Abstract

SummaryThe software‐defined networking is used extensively in data centers that provide centralized control for the widely deployed networking resources. The traffic is shaped by rules created by the controller dynamically without modifying the individual switch. The key component that stores rules which are used to process the flows is the flow table which resides in the ternary content addressable memory. The current commercial OpenFlow appliances accommodate limited entries up to 8000 due to its high cost and high power consumption. There are two issues to be considered, where (1) flow table's inability to provide rules during flow table overflow leads to dropping of incoming packets and (2) the significant amount of rule replacement occurs when the traffic in data centers increases which creates massive route requests to controller creating overhead. The proposed scheme prevents flow table overflow using the robust machine learning algorithm called decision tree (Iterative Dichotomiser 3) that allows the flow table to learn its high prioritized fine‐grained entries by means of multiple matching attributes.
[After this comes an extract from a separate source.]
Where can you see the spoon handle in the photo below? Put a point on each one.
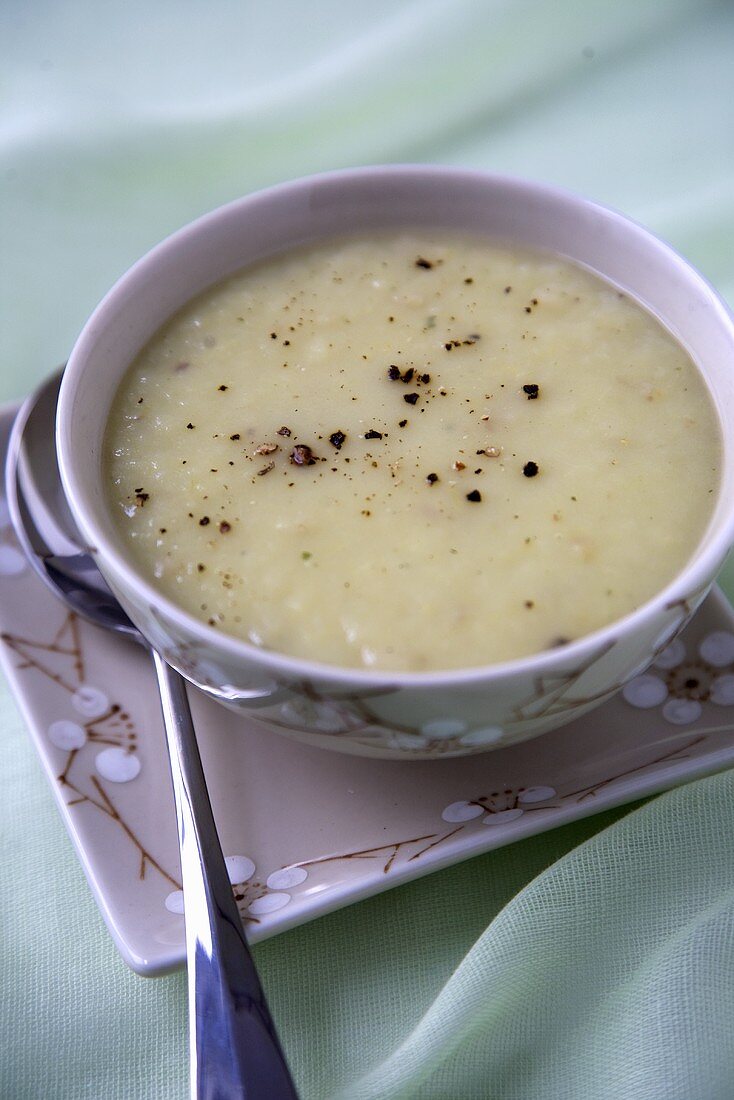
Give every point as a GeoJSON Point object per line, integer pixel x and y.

The entries are classified, and the usual eviction process is replaced by pushing the low important entries into counting bloom filter which acts as a cache to prevent flow entry miss. The simulations were carried out using real‐time network traffic datasets, and the comparisons with the various existing schemes prove that the proposed approach reduces 99.99% of the controller's overhead and the entries are minimized to 99% providing extra space for new flows.